18-1 できつつある新たな道
次の日の晩、またグロサリーストアのリビングに一同が顔を揃えた。
夕方、ジットから電話があって、招集が掛かったということで急いで食事をとり、ラルはまた額にチップを付けるとショウのバンダナを捲き、ジットと合流して向かった。

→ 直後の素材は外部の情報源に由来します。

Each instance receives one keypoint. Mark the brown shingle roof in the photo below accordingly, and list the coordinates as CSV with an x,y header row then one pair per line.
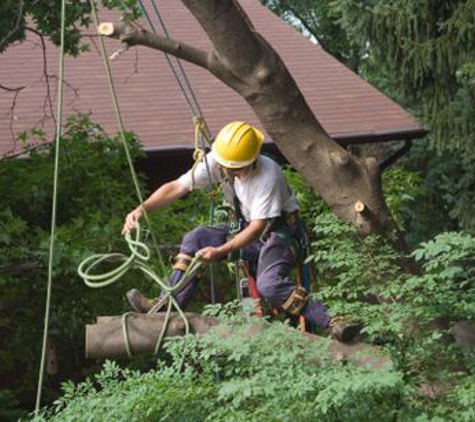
x,y
348,107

全員の顔が揃うと「突然だが、支部へ行くことは取りやめになった」開口一番にスタンが言うので「なぜだね?」向かいに座っているジットが聞くと「あなたに会いたいとヘッドから連絡があったからです。そういうことなので、本部へ案内します」
「俺たちもいいのか?」ジットの隣のショウが確認すると「君たちも一緒に、とのことだ」
「そうか。で、出発はいつだね?」
「まだやることがあるので、三日後を予定してる」
「三日後か」
「動けるか?」スタンがラルを見ると「大分良くなってきたから、大丈夫よ」
「この村の人達はどうされるんですか?」と聞くテッドに「私たち以外の村人はここに残る」ジットが答えると「申し訳ないね。俺たちには子供がいるんでね」話に入るグロサリーストアの主人に「君たちにはずいぶんと世話になったね」
「一緒に行けなくてすみません」
「家族を大事にしてくれ」
「……はい」
「では、三日後のお昼までに出発できるよう、準備してくれ」スタンが締めくくる。
帰り道「三日後出発だから、支度は急ぐことないだろう?」ジットが聞いてくるので「大方の荷物はまとめてあるので、そんなに時間はかかりません」ショウが答えると「そうか」
「この前、あなたが言ったとおり、組織のトップはあなたの知り合いらしいですね」
「会うまでは断定できないよ」
「まあ、そうですね」
「本部まで長い道のりらしいが、体調は大丈夫かね?」ラルを見るので「はい。良くなってきましたので」
「そうか。しかし、無理はしないようにな。この大陸の暑さは半端じゃないからね」
「はい。気を付けます」
ジットと別れて家に入ると、早速、ラルが自室で身の回りのものを片付けはじめるので「まだ時間はあるんだ。今やらなくていいだろう。ゆっくりしてろ」
「でも」
「急いでやるほど荷物はないだろう」
「……そうだけど……」
「お茶を入れてくるから、横になってろ」
部屋から出ていくと、しばらくしてティーセットを持って戻ってくる。
「ちゃんと寝てるな」
「迷惑かけられないから」
「俺のことは気にするなと言ってるだろう」
「でも……」
「そうだ。さっきメールをチェックしたら、グループから、急に姿が元に戻ったことについての返信が来てた」
「なんて書いてあったの?」
「同じ事例がないかメンバーに確認したところ、数件、同じことが起こってることがわかったらしい。
そこで、共通することがあるか調べるので、お前のデータを送ってほしいそうだ。
メールに質問書が添付されてた」
ラルにノートPCを渡し「それと、薬の組み合わせで一時的に姿を変化させることができるそうだ。以前、同じことが起きた前例者が発見したらしい。それもメールに書いてあるから、試せるか確認して、大丈夫であれば飲んでみろ」
「わかった」PCを開くとメールをチェックする。